I really need to get a grip, I get an idea in my head and it runs away with me and despite being so aware of my fitness relative to many of you, the panic still hits.
I have my spirometry next week and I am trying to get fitter by doing the stairs as many times in one go as I can
I need to really get a grip of myself I think but the psychology that I guess affects so many of us around this diagnosis does really have a will of its own
Katlover, I think I understand where you are coming from. After COPD I had a few other problems and they started testing for heart failure ... the unknown is always more scary then what we know.

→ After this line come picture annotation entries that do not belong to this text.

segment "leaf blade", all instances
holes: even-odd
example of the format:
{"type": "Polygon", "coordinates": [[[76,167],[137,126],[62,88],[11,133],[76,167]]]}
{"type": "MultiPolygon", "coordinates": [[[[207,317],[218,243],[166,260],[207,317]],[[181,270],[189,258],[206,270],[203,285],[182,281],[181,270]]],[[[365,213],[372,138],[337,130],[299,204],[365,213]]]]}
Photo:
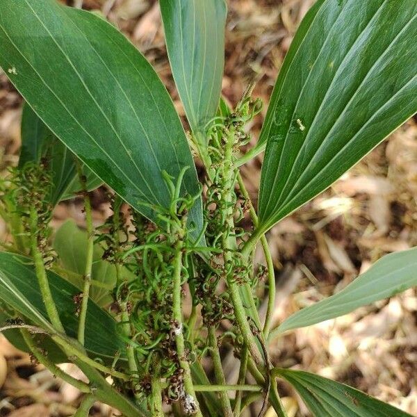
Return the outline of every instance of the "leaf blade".
{"type": "MultiPolygon", "coordinates": [[[[75,315],[74,295],[79,290],[52,271],[48,271],[52,296],[67,334],[76,337],[78,318],[75,315]]],[[[43,304],[38,279],[30,258],[0,252],[0,298],[37,325],[53,333],[43,304]]],[[[117,323],[106,311],[90,300],[85,325],[85,348],[90,354],[112,360],[116,352],[122,357],[125,343],[118,336],[117,323]]]]}
{"type": "Polygon", "coordinates": [[[339,293],[291,316],[273,334],[339,317],[416,286],[416,247],[386,255],[339,293]]]}
{"type": "Polygon", "coordinates": [[[204,133],[220,98],[226,3],[161,0],[160,4],[168,57],[187,118],[195,133],[204,133]]]}
{"type": "Polygon", "coordinates": [[[417,111],[417,6],[325,0],[319,6],[279,78],[263,128],[262,230],[329,186],[417,111]]]}
{"type": "Polygon", "coordinates": [[[277,373],[294,386],[315,417],[411,417],[345,384],[300,370],[277,373]]]}
{"type": "MultiPolygon", "coordinates": [[[[166,89],[113,26],[51,0],[12,0],[0,11],[0,65],[15,69],[8,74],[11,81],[97,177],[154,222],[154,210],[143,203],[168,207],[163,170],[177,178],[190,167],[182,193],[199,192],[166,89]]],[[[190,215],[195,236],[202,227],[202,211],[197,200],[190,215]]]]}

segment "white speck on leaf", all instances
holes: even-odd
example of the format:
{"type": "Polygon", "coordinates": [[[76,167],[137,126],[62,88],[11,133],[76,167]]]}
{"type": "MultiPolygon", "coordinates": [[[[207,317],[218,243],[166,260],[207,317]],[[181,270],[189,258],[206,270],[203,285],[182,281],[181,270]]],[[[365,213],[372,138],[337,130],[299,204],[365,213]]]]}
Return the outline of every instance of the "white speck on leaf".
{"type": "Polygon", "coordinates": [[[174,329],[173,332],[175,336],[179,336],[182,332],[182,323],[179,325],[179,326],[175,329],[174,329]]]}
{"type": "Polygon", "coordinates": [[[183,403],[184,407],[184,411],[188,415],[195,414],[197,411],[197,404],[195,400],[193,395],[190,395],[188,393],[186,393],[183,403]]]}
{"type": "Polygon", "coordinates": [[[306,129],[306,126],[302,124],[301,119],[297,119],[297,124],[298,124],[298,127],[302,132],[306,129]]]}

I panicked, worried, got depressed etc and, when all the tests were in it turned out that all the effects were COPD related. The good news was that MRI's, ECG's, X-rays & blood tests confirmed that my heart is fine.

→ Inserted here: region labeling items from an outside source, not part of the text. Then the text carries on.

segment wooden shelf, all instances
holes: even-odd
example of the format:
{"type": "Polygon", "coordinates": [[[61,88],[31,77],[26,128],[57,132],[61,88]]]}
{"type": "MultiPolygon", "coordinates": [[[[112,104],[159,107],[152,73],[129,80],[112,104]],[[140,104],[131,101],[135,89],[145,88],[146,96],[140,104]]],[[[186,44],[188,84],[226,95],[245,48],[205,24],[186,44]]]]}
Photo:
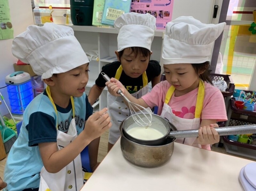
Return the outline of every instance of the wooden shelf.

I'm quite envious of the idea of running up the stairs; but try and stay calm - like mine, your results could well bring good news!
I want to pick up on y-not. you are absolutely right, the fear of the unknown and what the unknown does to the brain and invariably it is turned into the worst case scenario , you know, as far as my brain is concerned, end stage COPD, job done. The fact I can run up and down the stairs 5 times without stopping before my legs say enough is enough does not stop the irrational thoughts and the negative view.

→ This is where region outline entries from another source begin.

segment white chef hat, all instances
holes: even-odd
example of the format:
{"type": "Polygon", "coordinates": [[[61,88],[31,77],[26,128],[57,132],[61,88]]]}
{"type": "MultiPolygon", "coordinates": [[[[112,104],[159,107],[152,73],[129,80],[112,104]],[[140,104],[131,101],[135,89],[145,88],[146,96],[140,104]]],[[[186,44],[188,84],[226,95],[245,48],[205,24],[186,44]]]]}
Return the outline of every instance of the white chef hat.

Just tried this......now heart pumping and feeling slightly dizzy, legs collapsing but that's probably because I've never been particularly a fitness fan!!! I too suffer from the worst case scenario syndrome! I'm sure it doesn't help, but I do understand. Julie
Oh Julie, sit and catch your breath. I started on the nhs podcast couch to 5km yesterday, my legs are suffering. I am not a fitness fan either but I am hoping that is going to change as I think self help is the best tool we all have. I am waiting for my treadmill to arrive as jogging on the spot is not the best thing and I am getting seriously bored of running up and down the stairs becasue I just dont want to stop as I am scared my goal and motivation will fade.
You put it SO succinctly, "worst case scenario syndrome", a Perfect diagnosis I must say
But well done for the 5 x stair running and your support has been valuable and you have made me smile, thank you
I agree....I wish it wasn't so cold because I am so easily persuaded that it's too cold to walk to the shops....much nicer to stay in the warm! Need to keep motivated.
My problem is that I tend to research EVERYTHING.....just listened to a presentation on Idiopathic Pulmonary Fibrosis, which is what I THINK I have. It hasn't been formally diagnosed, but what has been done so far, I believe points to that. Unfortunately, whilst nursing my mother last year with lung cancer, I made friends with a girl at the carers group whose father had this condition. Obviously we discussed our parents in great detail, and now I wish we hadn't! Actually, who am I kidding - I would have searched to find these stories anyhow!
.......right - I will now don my warm boots and walk as fast as I can to the shops - thanks for your 'motivating' response!!!
my lung x ray showed emphysema quite a few years ago. I can only go upstairs very slowly and with the help of oxygen most times. If you can still run up the stairs no worry. You will only have mild..You are quite right though that mild often is not seen on an x ray.